Folha de S. Paulo


Série 'The Simpsons' ajuda a entender a eleição de Donald Trump

Uma cena de 60 segundos do 17º episódio da 11ª temporada de "Os Simpsons", exibida em março de 2000, entrou para a história da televisão por conter a "previsão" de que Donald Trump um dia seria presidente dos Estados Unidos.

Na verdade, não é exatamente uma previsão, mas uma piada sinistra, inspirada no noticiário da época. Ao longo de 1999, depois de seu nome ter aparecido em mais de uma pesquisa como candidato com chances em uma eleição presidencial, Trump falou abertamente sobre a possibilidade em entrevistas.

Ainda assim, a cena do episódio, intitulado "Bart to the Future", é exemplar do tipo de humor dos "Simpsons". Ela mostra Lisa Simpson em 2030, recém-empossada como presidente dos Estados Unidos.

Reprodução
Trumptastic Voyage | Season 25 | THE SIMPSONS
Homer Simpson acompanha discurso de Donald Trump em vídeo do seriado "Os Simpsons"

Em sua primeira entrevista, ela fala do orgulho de ser "a primeira mulher heterossexual" a assumir o cargo. Em seguida, a filha mais inteligente de Homer informa à imprensa que a sua administração vai focar em três erres: "reading, writing, and refilling the ocean" (leitura, escrita e reabastecimento do oceano).

Encerrada a entrevista, ela conversa com seus assessores sobre a terrível "herança" deixada pelo "presidente Trump". "Estamos quebrados", informa um deles.
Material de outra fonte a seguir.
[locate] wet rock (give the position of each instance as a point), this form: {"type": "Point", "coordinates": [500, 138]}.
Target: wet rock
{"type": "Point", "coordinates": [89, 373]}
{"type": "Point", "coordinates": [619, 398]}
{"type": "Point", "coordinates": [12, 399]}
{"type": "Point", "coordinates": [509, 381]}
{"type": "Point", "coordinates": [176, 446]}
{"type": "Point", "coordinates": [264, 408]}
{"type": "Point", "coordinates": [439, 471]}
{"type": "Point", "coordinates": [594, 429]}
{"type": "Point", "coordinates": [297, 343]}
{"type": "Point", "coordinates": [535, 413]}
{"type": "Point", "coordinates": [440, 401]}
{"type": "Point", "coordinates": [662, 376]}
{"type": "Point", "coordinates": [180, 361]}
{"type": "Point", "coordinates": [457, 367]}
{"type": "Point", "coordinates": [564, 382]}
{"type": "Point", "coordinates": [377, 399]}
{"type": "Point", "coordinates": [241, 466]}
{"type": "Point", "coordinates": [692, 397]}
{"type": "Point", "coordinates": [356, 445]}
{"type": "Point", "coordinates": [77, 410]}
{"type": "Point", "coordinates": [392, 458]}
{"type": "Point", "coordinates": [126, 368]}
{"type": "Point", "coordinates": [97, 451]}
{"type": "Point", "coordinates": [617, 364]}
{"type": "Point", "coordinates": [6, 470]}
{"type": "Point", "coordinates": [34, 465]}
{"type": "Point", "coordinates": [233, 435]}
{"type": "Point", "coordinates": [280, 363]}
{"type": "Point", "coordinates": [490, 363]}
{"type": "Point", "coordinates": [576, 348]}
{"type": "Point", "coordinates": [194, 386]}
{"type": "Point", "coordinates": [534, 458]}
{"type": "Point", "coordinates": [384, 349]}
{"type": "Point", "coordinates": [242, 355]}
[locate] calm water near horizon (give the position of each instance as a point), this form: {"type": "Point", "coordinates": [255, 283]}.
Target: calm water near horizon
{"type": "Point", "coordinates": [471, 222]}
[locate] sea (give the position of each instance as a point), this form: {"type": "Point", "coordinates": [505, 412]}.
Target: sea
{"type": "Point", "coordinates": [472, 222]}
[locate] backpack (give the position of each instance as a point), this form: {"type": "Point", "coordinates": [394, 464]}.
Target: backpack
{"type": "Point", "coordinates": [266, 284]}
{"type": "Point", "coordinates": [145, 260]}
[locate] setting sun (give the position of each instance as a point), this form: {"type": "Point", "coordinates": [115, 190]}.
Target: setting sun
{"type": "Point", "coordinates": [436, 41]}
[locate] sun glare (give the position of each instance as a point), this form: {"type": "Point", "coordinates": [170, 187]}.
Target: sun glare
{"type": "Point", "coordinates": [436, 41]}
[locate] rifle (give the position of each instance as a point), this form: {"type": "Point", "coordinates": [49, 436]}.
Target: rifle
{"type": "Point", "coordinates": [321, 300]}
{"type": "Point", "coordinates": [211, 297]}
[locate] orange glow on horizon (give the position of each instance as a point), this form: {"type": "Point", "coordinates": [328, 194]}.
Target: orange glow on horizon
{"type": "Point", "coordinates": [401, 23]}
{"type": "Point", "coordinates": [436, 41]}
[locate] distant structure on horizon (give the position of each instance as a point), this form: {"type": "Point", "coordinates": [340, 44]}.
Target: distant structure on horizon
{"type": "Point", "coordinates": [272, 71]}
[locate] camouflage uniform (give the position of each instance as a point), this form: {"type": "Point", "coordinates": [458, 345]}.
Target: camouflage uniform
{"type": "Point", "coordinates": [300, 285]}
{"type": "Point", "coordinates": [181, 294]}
A razão: o investimento em um programa para crianças. "Um grande erro."

"Vidente" ou não, a série festejou em 2016 duas grandes consagrações. No início de novembro, poucos dias antes da eleição presidencial, a Fox anunciou ter encomendado mais duas temporadas à equipe de Matt Groening.

Desta forma, ao fim da 30ª temporada, em 2018, "Os Simpsons" vai ostentar o título de a mais longa série americana, com 669 episódios, superando os 635 do western "Gunsmoke", produzido entre 1955 e 1975.
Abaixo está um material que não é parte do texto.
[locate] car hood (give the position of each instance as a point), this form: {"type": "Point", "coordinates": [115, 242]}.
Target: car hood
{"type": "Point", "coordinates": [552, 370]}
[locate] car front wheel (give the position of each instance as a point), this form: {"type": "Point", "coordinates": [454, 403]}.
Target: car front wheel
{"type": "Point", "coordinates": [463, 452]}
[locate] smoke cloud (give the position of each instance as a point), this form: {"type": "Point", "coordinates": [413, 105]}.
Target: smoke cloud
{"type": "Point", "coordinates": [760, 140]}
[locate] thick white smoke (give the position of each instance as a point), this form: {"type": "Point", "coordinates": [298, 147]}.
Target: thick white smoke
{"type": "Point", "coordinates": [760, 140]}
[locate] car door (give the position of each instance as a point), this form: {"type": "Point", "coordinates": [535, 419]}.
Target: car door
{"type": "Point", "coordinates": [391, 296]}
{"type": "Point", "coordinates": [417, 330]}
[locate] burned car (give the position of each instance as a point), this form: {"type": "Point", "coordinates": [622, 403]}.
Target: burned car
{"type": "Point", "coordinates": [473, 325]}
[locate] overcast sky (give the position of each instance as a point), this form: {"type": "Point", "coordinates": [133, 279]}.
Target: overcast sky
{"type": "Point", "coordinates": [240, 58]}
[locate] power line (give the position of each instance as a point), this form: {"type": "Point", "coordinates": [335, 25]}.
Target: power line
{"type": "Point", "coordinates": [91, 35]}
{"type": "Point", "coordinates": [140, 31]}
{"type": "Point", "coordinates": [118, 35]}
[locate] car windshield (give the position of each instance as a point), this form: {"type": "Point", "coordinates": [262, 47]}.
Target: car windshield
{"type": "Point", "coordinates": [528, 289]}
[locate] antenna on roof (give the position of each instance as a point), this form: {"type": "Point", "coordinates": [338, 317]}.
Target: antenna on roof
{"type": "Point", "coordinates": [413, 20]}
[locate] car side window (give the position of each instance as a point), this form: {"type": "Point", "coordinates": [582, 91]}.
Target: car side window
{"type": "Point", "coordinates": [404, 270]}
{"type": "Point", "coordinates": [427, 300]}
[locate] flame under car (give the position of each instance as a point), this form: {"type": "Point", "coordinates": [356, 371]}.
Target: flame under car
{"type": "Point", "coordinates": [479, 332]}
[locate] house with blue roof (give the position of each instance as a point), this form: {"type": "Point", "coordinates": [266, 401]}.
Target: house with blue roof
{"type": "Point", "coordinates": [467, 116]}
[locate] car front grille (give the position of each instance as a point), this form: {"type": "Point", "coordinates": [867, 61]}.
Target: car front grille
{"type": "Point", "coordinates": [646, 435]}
Dois meses antes dessa notícia, em setembro, Groening viu a sua criação ser eleita a melhor série americana de todos os tempos por dois críticos respeitados, Alan Sepinwall e Matt Zoller Seitz.
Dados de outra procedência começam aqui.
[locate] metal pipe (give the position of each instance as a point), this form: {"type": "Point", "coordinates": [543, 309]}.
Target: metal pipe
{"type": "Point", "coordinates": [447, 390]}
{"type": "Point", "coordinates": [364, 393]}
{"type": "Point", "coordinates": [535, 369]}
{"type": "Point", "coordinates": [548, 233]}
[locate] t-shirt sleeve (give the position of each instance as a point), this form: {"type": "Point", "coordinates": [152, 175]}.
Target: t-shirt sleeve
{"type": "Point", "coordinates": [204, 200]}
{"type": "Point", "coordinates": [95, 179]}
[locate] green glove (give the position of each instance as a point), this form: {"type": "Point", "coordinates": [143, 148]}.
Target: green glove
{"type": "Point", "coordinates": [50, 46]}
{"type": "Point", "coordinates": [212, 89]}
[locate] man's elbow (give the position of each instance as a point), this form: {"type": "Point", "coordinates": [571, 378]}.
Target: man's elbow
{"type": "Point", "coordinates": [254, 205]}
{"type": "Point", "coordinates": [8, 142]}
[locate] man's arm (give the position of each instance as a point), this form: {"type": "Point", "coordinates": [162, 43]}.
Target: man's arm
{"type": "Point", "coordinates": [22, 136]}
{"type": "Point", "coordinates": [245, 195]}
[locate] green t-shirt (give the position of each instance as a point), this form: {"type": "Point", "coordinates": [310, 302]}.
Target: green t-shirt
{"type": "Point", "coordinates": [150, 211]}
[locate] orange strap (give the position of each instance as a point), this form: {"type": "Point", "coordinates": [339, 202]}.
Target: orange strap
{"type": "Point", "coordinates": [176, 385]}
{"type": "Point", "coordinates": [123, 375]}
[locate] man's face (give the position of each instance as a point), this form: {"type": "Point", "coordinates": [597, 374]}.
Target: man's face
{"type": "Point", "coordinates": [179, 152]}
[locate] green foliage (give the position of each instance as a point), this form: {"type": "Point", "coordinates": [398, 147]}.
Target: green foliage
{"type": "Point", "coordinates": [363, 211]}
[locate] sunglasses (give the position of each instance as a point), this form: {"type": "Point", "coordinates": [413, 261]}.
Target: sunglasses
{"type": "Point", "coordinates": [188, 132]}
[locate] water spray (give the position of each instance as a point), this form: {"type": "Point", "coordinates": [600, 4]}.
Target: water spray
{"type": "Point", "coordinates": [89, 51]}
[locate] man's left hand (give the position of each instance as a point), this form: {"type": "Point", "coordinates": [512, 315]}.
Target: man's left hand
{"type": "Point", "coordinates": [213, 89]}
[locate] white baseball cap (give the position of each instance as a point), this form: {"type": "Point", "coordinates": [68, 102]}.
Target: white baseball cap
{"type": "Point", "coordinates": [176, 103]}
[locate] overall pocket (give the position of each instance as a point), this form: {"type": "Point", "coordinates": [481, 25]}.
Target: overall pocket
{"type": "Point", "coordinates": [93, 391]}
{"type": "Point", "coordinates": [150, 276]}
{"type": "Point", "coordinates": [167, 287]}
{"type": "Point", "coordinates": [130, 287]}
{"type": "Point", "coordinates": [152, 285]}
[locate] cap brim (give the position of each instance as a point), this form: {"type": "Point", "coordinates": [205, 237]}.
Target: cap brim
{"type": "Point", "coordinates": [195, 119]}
A escolha aparece no livro "TV (The Book)", no qual os autores elencam as cem melhores produções já realizadas nos Estados Unidos. O Top 10, encabeçado pelos "Simpsons", segue com: 2. "Sopranos"; 3. "The Wire"; 4. "Cheers"; 5. "Breaking Bad"; 6. "Mad Men"; 7. "Seinfeld"; 8. "I Love Lucy"; 9. "Deadwood"; 10. "All in the Family".

É uma boa lista, ainda que, como todas do gênero, sirva mais como ponto de partida para discussão e polêmica do que para concordância. Mais do que o resultado, o esforço de Sepinwall e Seitz interessa por oferecer ferramentas e critérios para este tipo de análise.

Os autores chegaram a essa lista dando, cada um, notas de 1 a 10 a todas as séries, em seis quesitos: inovação, influência, consistência, performance (inclui não só atuação, mas construção dos personagens), "storytelling" (um termo mais abrangente que roteiro) e picos (o quanto a série foi capaz de chegar no seu melhor).

As cinco primeiras séries do Top 10 alcançaram o mesmo resultado: 112 pontos. Eles chegaram à classificação em meio a um longo debate, reproduzido em 20 páginas do livro, no qual admitem, ao final, a subjetividade da escolha.

Em todo caso, qualquer que seja o lugar dos "Simpsons" na sua lista, é preciso reconhecer que poucas séries retrataram tão bem a cultura americana nas últimas décadas. Por esse motivo, e não por causa da tal "previsão", o fã do seriado, com toda certeza, não se surpreendeu com a eleição de Trump.